International career
- 1999–2001: Sweden U21 / 13 / (1)
- 2003: Sweden / 3 / (0)

Managerial career
- 2017–2018: Tvååkers IF
- 2019–2020: Eskilsminne IF
- 2020: Tvååkers IF
- 2022–2023: Helsingborgs IF

= Mattias Lindström (footballer) =

Swedish footballer (born 1980)

Karl Mattias Lindström (born 18 April 1980) is a Swedish former professional footballer who played as a midfielder.

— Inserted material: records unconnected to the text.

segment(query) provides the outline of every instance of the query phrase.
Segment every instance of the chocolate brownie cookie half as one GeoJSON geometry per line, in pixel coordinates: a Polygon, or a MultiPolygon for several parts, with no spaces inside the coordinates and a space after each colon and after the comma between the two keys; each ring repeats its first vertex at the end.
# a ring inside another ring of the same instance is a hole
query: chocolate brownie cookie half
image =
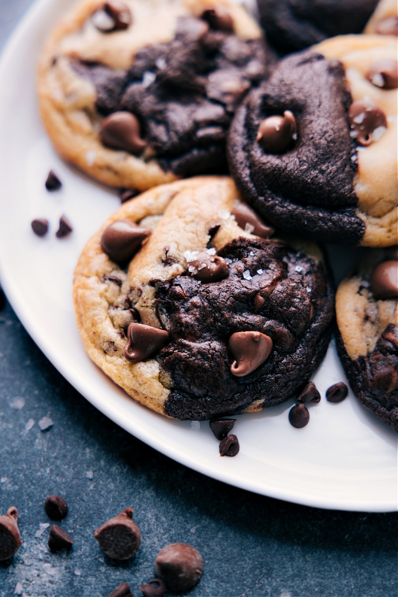
{"type": "Polygon", "coordinates": [[[230,171],[281,230],[397,242],[396,38],[349,35],[281,60],[237,111],[230,171]]]}
{"type": "Polygon", "coordinates": [[[398,431],[398,252],[369,253],[336,294],[337,349],[360,402],[398,431]]]}
{"type": "Polygon", "coordinates": [[[283,402],[326,352],[334,305],[322,253],[267,238],[252,211],[245,223],[242,205],[227,177],[161,185],[124,204],[76,266],[90,357],[167,416],[205,420],[283,402]]]}
{"type": "Polygon", "coordinates": [[[228,0],[84,0],[41,57],[41,115],[59,153],[112,186],[225,172],[232,115],[271,55],[228,0]]]}

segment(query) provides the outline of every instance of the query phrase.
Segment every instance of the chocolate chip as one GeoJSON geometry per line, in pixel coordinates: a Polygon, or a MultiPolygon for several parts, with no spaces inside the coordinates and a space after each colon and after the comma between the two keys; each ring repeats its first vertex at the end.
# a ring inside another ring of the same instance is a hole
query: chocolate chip
{"type": "Polygon", "coordinates": [[[141,138],[138,118],[128,112],[113,112],[103,121],[100,137],[104,145],[140,155],[147,142],[141,138]]]}
{"type": "Polygon", "coordinates": [[[66,216],[61,216],[60,218],[59,228],[55,232],[55,236],[57,238],[63,238],[64,236],[67,236],[73,229],[72,224],[66,216]]]}
{"type": "Polygon", "coordinates": [[[398,298],[398,261],[380,263],[371,276],[371,290],[376,299],[398,298]]]}
{"type": "Polygon", "coordinates": [[[231,433],[220,442],[220,456],[236,456],[239,451],[239,442],[236,435],[231,433]]]}
{"type": "Polygon", "coordinates": [[[48,536],[48,547],[52,552],[59,552],[61,549],[69,551],[73,544],[72,537],[66,531],[64,531],[57,524],[52,525],[48,536]]]}
{"type": "Polygon", "coordinates": [[[398,62],[390,58],[381,58],[373,63],[365,76],[377,87],[396,89],[398,87],[398,62]]]}
{"type": "Polygon", "coordinates": [[[67,514],[67,504],[60,496],[49,496],[44,502],[47,515],[54,521],[61,521],[67,514]]]}
{"type": "Polygon", "coordinates": [[[124,356],[131,363],[138,363],[155,356],[169,343],[165,330],[132,322],[127,330],[128,342],[124,356]]]}
{"type": "Polygon", "coordinates": [[[200,16],[209,23],[213,29],[220,31],[233,31],[233,20],[229,13],[221,7],[216,8],[206,8],[200,16]]]}
{"type": "Polygon", "coordinates": [[[368,98],[353,101],[350,106],[348,117],[351,136],[363,147],[378,141],[387,128],[385,114],[368,98]]]}
{"type": "Polygon", "coordinates": [[[297,429],[305,427],[310,420],[310,413],[304,404],[297,404],[289,411],[289,421],[297,429]]]}
{"type": "Polygon", "coordinates": [[[339,381],[331,386],[326,390],[326,400],[328,402],[341,402],[347,398],[348,389],[344,381],[339,381]]]}
{"type": "Polygon", "coordinates": [[[109,597],[132,597],[132,593],[127,583],[122,583],[113,589],[109,597]]]}
{"type": "Polygon", "coordinates": [[[233,359],[231,373],[242,377],[267,360],[272,350],[272,340],[261,332],[235,332],[229,338],[228,347],[233,359]]]}
{"type": "Polygon", "coordinates": [[[102,550],[113,559],[128,559],[138,550],[141,533],[132,521],[133,512],[132,508],[126,508],[94,532],[102,550]]]}
{"type": "Polygon", "coordinates": [[[307,384],[304,390],[297,397],[299,402],[319,402],[320,401],[320,394],[316,389],[313,381],[307,384]]]}
{"type": "Polygon", "coordinates": [[[236,418],[212,418],[209,421],[209,425],[217,439],[224,439],[232,429],[236,420],[236,418]]]}
{"type": "Polygon", "coordinates": [[[155,562],[157,577],[170,591],[187,591],[198,584],[203,572],[202,556],[188,543],[171,543],[162,549],[155,562]]]}
{"type": "Polygon", "coordinates": [[[166,585],[161,578],[152,578],[140,587],[144,597],[163,597],[166,592],[166,585]]]}
{"type": "Polygon", "coordinates": [[[246,232],[255,234],[261,238],[269,238],[274,232],[274,229],[264,224],[255,211],[246,203],[239,203],[233,208],[231,214],[246,232]]]}
{"type": "Polygon", "coordinates": [[[129,220],[116,220],[103,232],[101,247],[112,261],[129,261],[150,233],[129,220]]]}
{"type": "Polygon", "coordinates": [[[54,170],[50,170],[45,181],[45,187],[47,190],[58,190],[62,186],[62,183],[54,170]]]}
{"type": "Polygon", "coordinates": [[[267,153],[283,153],[297,139],[296,121],[289,110],[270,116],[260,123],[257,140],[267,153]]]}
{"type": "Polygon", "coordinates": [[[45,218],[35,218],[30,223],[32,229],[38,236],[44,236],[48,232],[48,220],[45,218]]]}
{"type": "Polygon", "coordinates": [[[18,510],[15,506],[0,516],[0,561],[12,558],[22,545],[18,528],[18,510]]]}
{"type": "Polygon", "coordinates": [[[188,261],[188,271],[192,278],[201,282],[218,282],[228,275],[228,266],[225,259],[218,255],[211,255],[206,251],[200,251],[194,259],[188,261]]]}

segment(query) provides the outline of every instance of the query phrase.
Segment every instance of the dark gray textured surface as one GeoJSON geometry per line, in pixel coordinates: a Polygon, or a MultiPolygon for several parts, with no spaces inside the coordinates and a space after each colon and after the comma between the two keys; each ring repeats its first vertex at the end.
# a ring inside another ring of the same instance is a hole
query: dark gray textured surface
{"type": "MultiPolygon", "coordinates": [[[[0,0],[0,47],[30,3],[0,0]]],[[[289,504],[174,462],[82,398],[7,304],[0,312],[0,514],[11,505],[24,543],[11,563],[0,563],[0,597],[106,597],[124,581],[138,597],[158,552],[176,541],[194,545],[205,562],[192,597],[398,595],[396,514],[289,504]],[[54,424],[41,431],[44,417],[54,424]],[[41,523],[51,522],[44,509],[51,493],[69,506],[60,523],[75,542],[69,554],[48,550],[50,527],[41,534],[41,523]],[[117,564],[92,532],[130,506],[141,546],[134,560],[117,564]]]]}

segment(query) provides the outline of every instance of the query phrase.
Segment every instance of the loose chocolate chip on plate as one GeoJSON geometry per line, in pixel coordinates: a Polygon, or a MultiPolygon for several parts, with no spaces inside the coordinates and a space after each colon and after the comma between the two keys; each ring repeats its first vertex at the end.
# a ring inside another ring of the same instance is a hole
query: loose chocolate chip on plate
{"type": "Polygon", "coordinates": [[[67,504],[60,496],[49,496],[44,502],[47,515],[54,521],[61,521],[67,514],[67,504]]]}
{"type": "Polygon", "coordinates": [[[50,170],[45,181],[45,187],[47,190],[58,190],[62,186],[62,183],[54,170],[50,170]]]}
{"type": "Polygon", "coordinates": [[[166,592],[166,585],[161,578],[152,578],[140,587],[144,597],[163,597],[166,592]]]}
{"type": "Polygon", "coordinates": [[[162,549],[155,562],[157,577],[167,589],[176,593],[198,584],[203,572],[202,556],[188,543],[171,543],[162,549]]]}
{"type": "Polygon", "coordinates": [[[48,232],[48,220],[45,218],[35,218],[32,220],[30,225],[38,236],[44,236],[48,232]]]}
{"type": "Polygon", "coordinates": [[[239,451],[239,442],[233,433],[227,435],[220,442],[218,449],[220,456],[236,456],[239,451]]]}
{"type": "Polygon", "coordinates": [[[213,418],[209,421],[209,425],[217,439],[224,439],[232,430],[236,420],[236,418],[213,418]]]}
{"type": "Polygon", "coordinates": [[[133,512],[126,508],[94,532],[102,550],[113,559],[128,559],[138,550],[141,533],[132,521],[133,512]]]}
{"type": "Polygon", "coordinates": [[[348,389],[344,381],[339,381],[326,390],[326,400],[329,402],[341,402],[347,398],[348,389]]]}
{"type": "Polygon", "coordinates": [[[310,381],[297,396],[299,402],[319,402],[320,401],[320,394],[316,389],[313,381],[310,381]]]}
{"type": "Polygon", "coordinates": [[[57,524],[52,525],[48,536],[48,547],[52,552],[59,552],[61,549],[69,551],[73,544],[72,538],[66,531],[57,524]]]}
{"type": "Polygon", "coordinates": [[[8,508],[4,516],[0,516],[0,561],[7,560],[22,545],[18,528],[18,510],[15,506],[8,508]]]}
{"type": "Polygon", "coordinates": [[[310,413],[304,404],[297,404],[290,409],[289,421],[291,425],[297,429],[305,427],[310,420],[310,413]]]}
{"type": "Polygon", "coordinates": [[[63,238],[67,236],[73,230],[72,224],[66,216],[61,216],[60,218],[60,226],[55,232],[57,238],[63,238]]]}

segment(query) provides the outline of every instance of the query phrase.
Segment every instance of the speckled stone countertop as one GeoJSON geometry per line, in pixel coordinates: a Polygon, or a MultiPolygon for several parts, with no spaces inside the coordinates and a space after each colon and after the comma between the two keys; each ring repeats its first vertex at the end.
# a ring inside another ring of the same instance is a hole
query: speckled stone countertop
{"type": "MultiPolygon", "coordinates": [[[[0,0],[0,48],[31,3],[0,0]]],[[[137,597],[155,576],[156,554],[174,541],[191,543],[203,556],[192,597],[398,595],[396,513],[290,504],[174,462],[82,398],[6,301],[0,310],[0,514],[10,506],[19,511],[23,544],[11,562],[0,562],[1,597],[107,597],[125,581],[137,597]],[[44,417],[53,424],[42,430],[44,417]],[[69,553],[47,546],[53,521],[44,503],[54,493],[69,507],[60,524],[73,539],[69,553]],[[116,564],[92,532],[129,506],[142,543],[135,559],[116,564]]]]}

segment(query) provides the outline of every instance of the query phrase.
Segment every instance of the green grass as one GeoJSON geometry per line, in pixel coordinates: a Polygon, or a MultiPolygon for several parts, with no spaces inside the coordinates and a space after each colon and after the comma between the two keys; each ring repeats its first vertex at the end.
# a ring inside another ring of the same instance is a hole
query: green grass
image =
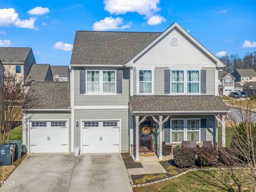
{"type": "MultiPolygon", "coordinates": [[[[239,170],[235,177],[241,183],[242,191],[253,191],[253,186],[248,183],[246,171],[239,170]]],[[[192,171],[179,177],[150,186],[133,188],[134,192],[176,191],[237,191],[238,185],[234,177],[217,171],[192,171]]]]}
{"type": "Polygon", "coordinates": [[[9,140],[22,139],[22,126],[19,126],[10,132],[9,140]]]}

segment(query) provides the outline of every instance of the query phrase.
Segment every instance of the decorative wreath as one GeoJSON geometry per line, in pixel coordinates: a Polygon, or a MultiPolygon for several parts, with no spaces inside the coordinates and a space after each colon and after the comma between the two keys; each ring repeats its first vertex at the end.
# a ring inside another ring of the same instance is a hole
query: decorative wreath
{"type": "Polygon", "coordinates": [[[148,125],[145,125],[141,128],[141,132],[143,134],[148,134],[151,133],[151,127],[148,125]]]}

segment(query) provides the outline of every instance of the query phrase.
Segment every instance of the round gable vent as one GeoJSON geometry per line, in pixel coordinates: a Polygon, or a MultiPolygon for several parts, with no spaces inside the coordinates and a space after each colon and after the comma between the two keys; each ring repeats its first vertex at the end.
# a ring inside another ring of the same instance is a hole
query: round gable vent
{"type": "Polygon", "coordinates": [[[179,43],[179,39],[176,37],[173,37],[171,39],[171,44],[172,45],[177,45],[179,43]]]}

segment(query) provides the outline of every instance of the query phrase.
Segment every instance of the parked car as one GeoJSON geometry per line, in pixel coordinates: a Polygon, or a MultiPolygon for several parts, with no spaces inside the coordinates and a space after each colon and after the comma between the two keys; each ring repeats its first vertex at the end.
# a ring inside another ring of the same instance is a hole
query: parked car
{"type": "Polygon", "coordinates": [[[230,94],[230,97],[233,98],[239,98],[240,95],[237,92],[232,92],[230,94]]]}

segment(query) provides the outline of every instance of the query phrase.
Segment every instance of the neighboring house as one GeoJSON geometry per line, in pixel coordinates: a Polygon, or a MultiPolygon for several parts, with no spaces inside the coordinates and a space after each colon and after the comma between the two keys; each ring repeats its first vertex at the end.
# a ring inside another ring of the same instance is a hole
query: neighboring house
{"type": "MultiPolygon", "coordinates": [[[[22,82],[27,77],[32,64],[36,63],[30,47],[0,47],[0,60],[6,70],[16,74],[22,82]]],[[[5,81],[13,79],[12,77],[5,78],[5,81]]]]}
{"type": "Polygon", "coordinates": [[[42,104],[23,117],[31,117],[23,131],[29,153],[79,147],[139,160],[159,148],[161,159],[163,141],[217,143],[218,121],[225,146],[228,109],[217,97],[223,64],[177,23],[163,33],[77,31],[70,66],[70,95],[57,83],[35,83],[42,104]]]}
{"type": "Polygon", "coordinates": [[[229,95],[231,92],[241,91],[243,87],[235,83],[235,78],[229,73],[220,70],[218,73],[219,95],[229,95]]]}
{"type": "Polygon", "coordinates": [[[232,75],[235,78],[235,82],[242,85],[248,82],[256,82],[256,72],[252,69],[236,69],[232,75]]]}
{"type": "Polygon", "coordinates": [[[70,70],[68,66],[51,66],[52,77],[55,82],[69,82],[70,70]]]}

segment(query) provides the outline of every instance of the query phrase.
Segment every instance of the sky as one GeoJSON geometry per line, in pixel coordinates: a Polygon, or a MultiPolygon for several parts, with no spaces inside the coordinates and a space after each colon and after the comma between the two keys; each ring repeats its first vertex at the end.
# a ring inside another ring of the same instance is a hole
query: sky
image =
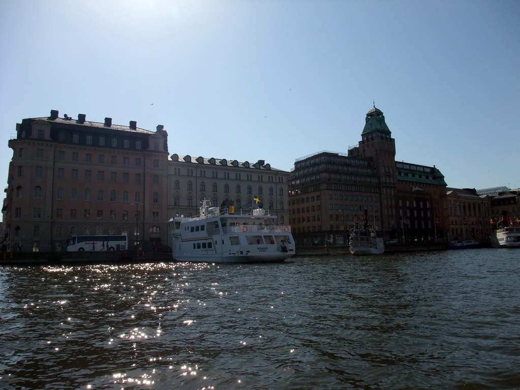
{"type": "Polygon", "coordinates": [[[289,171],[346,153],[374,103],[396,161],[520,187],[520,1],[0,2],[5,187],[16,123],[51,110],[289,171]]]}

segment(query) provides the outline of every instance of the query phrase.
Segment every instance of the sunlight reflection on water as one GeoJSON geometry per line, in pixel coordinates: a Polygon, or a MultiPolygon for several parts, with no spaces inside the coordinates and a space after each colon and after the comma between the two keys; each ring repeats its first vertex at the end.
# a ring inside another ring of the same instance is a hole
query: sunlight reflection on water
{"type": "Polygon", "coordinates": [[[518,252],[461,252],[3,268],[0,383],[520,386],[518,252]]]}

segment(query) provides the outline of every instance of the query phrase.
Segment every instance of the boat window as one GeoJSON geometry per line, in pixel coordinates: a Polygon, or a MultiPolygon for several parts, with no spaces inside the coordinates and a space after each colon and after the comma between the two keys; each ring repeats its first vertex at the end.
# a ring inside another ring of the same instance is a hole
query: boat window
{"type": "Polygon", "coordinates": [[[246,240],[248,244],[263,244],[264,239],[261,236],[246,236],[246,240]]]}

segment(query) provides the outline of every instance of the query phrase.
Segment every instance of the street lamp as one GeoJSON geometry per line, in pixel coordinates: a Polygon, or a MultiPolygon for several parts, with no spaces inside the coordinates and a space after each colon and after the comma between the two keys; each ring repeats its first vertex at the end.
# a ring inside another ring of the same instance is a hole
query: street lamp
{"type": "Polygon", "coordinates": [[[142,203],[132,203],[135,205],[135,246],[136,250],[137,250],[137,243],[139,241],[139,206],[142,205],[142,203]]]}

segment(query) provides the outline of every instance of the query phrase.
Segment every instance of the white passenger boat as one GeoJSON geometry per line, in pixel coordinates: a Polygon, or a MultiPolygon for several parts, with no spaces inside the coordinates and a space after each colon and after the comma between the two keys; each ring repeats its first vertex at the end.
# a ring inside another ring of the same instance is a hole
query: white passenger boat
{"type": "Polygon", "coordinates": [[[296,254],[289,225],[278,225],[268,210],[235,214],[233,206],[210,207],[202,201],[200,215],[170,220],[172,252],[180,262],[282,262],[296,254]]]}
{"type": "Polygon", "coordinates": [[[508,220],[507,213],[502,212],[502,220],[497,229],[491,232],[491,246],[493,248],[520,248],[520,227],[508,220]]]}
{"type": "Polygon", "coordinates": [[[350,229],[348,244],[353,255],[379,255],[385,251],[382,235],[373,229],[354,228],[350,229]]]}

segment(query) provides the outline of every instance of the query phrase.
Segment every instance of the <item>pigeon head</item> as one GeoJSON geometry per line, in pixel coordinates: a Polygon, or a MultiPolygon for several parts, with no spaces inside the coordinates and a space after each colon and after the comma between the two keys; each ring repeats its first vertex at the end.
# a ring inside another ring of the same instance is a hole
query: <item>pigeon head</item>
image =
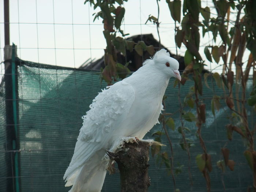
{"type": "Polygon", "coordinates": [[[171,57],[169,53],[164,49],[157,52],[153,58],[155,67],[163,72],[169,78],[174,77],[180,81],[181,78],[179,68],[179,63],[176,59],[171,57]]]}

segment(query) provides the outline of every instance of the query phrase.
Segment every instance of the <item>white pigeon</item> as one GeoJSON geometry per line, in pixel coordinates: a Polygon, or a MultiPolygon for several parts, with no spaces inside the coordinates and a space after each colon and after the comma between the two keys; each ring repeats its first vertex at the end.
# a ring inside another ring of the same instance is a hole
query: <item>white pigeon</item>
{"type": "Polygon", "coordinates": [[[69,192],[99,192],[108,163],[106,150],[122,136],[142,139],[156,124],[169,79],[181,80],[179,63],[163,49],[131,76],[104,89],[83,116],[83,126],[63,179],[69,192]]]}

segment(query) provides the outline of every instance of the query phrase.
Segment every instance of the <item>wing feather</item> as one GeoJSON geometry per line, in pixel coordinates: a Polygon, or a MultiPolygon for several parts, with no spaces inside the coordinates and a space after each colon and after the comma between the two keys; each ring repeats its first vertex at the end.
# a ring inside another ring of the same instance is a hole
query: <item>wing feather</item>
{"type": "Polygon", "coordinates": [[[83,117],[83,126],[64,179],[71,177],[97,151],[109,147],[109,142],[127,117],[135,95],[132,86],[122,81],[103,90],[93,99],[90,109],[83,117]]]}

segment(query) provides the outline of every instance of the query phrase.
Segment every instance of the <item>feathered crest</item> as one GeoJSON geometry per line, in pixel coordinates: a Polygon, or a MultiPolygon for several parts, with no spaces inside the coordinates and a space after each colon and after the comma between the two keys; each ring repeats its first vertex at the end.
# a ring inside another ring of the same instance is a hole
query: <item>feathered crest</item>
{"type": "Polygon", "coordinates": [[[160,50],[157,51],[154,56],[153,57],[150,57],[150,58],[146,60],[144,62],[143,62],[143,65],[144,65],[146,64],[148,61],[154,60],[156,59],[157,58],[159,57],[161,57],[161,56],[167,56],[168,57],[170,57],[170,53],[167,52],[167,50],[164,49],[162,49],[160,50]]]}

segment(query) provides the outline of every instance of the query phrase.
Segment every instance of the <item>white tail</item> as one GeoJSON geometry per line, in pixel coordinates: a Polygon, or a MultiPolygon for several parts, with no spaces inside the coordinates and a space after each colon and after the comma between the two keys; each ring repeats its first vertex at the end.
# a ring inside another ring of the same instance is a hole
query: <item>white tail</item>
{"type": "Polygon", "coordinates": [[[84,165],[68,180],[65,186],[73,185],[69,192],[100,192],[106,170],[102,163],[95,165],[92,161],[84,165]]]}

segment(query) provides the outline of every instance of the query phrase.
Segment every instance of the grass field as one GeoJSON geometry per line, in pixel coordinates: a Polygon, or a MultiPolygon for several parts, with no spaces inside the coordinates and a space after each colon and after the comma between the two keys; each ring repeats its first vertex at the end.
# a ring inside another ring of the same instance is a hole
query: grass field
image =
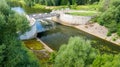
{"type": "Polygon", "coordinates": [[[74,16],[94,16],[96,15],[96,12],[71,12],[71,13],[66,13],[74,16]]]}
{"type": "Polygon", "coordinates": [[[25,40],[23,42],[24,42],[25,46],[29,49],[33,49],[33,50],[43,49],[43,45],[36,39],[25,40]]]}

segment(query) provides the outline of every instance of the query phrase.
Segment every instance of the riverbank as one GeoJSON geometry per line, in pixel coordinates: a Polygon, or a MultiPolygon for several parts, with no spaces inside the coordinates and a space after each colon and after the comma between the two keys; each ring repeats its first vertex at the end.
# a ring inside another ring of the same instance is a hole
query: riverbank
{"type": "Polygon", "coordinates": [[[40,43],[43,44],[44,48],[45,48],[48,52],[50,52],[50,53],[54,52],[54,50],[52,50],[50,47],[48,47],[42,40],[40,40],[39,38],[36,38],[36,39],[37,39],[37,41],[39,41],[40,43]]]}
{"type": "Polygon", "coordinates": [[[81,31],[84,31],[84,32],[88,33],[88,34],[91,34],[93,36],[96,36],[98,38],[101,38],[103,40],[106,40],[108,42],[111,42],[113,44],[116,44],[116,45],[120,46],[120,39],[117,39],[116,41],[114,41],[113,37],[116,37],[115,34],[108,37],[107,36],[108,29],[105,28],[104,26],[99,25],[98,23],[92,23],[92,24],[87,24],[87,25],[71,25],[71,24],[68,24],[64,21],[56,20],[54,18],[52,18],[52,20],[56,21],[56,22],[59,22],[60,24],[63,24],[63,25],[66,25],[66,26],[71,26],[71,27],[77,28],[81,31]]]}

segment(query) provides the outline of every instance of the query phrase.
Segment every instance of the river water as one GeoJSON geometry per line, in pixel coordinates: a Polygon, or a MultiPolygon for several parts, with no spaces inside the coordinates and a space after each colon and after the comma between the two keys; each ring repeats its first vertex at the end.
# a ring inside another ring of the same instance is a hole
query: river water
{"type": "Polygon", "coordinates": [[[38,33],[44,43],[46,43],[53,50],[59,50],[62,44],[67,44],[70,37],[83,37],[92,41],[92,47],[99,49],[101,53],[119,53],[120,47],[108,41],[97,38],[93,35],[75,29],[73,27],[64,26],[56,23],[56,28],[38,33]]]}

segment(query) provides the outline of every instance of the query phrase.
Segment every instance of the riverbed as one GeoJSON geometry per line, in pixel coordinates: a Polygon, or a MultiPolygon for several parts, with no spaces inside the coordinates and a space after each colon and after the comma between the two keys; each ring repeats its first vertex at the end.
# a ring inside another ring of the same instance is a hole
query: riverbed
{"type": "Polygon", "coordinates": [[[55,29],[38,33],[38,38],[40,38],[50,48],[56,51],[59,50],[61,45],[67,44],[70,37],[75,36],[91,40],[92,47],[99,49],[101,53],[116,54],[120,51],[120,47],[111,42],[102,40],[93,35],[85,33],[84,31],[78,30],[73,27],[64,26],[59,23],[56,23],[55,29]]]}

He represented Helsingborgs IF, Aalborg BK, FC Wacker Innsbruck, SV Mattersburg, and GAIS before retiring at Helsingborg in 2015. A full international for the Sweden national team, he won three caps in 2003.

==Club career==
Lindström played for SV Mattersburg from June 2008 to March 2009 before his contract was terminated. Thereafter, Lindström signed with GAIS. He joined Innsbruck in 2008, signing from Aalborg Boldspilklub of the Danish Superliga championship. Before moving to Denmark, Lindström played eight seasons for Swedish team Helsingborgs IF, for whom he debuted in 1997. In January 2010, he returned to his youth club Helsingborgs IF and signed a three-year contract. In 2013, he managed to score in all of the first 6 rounds of Allsvenskan - a new all-time record for Allsvenskan.

==International career==
Lindström played three times for the Sweden men's national football team. He was part of the Sweden team that won the 2003 King's Cup.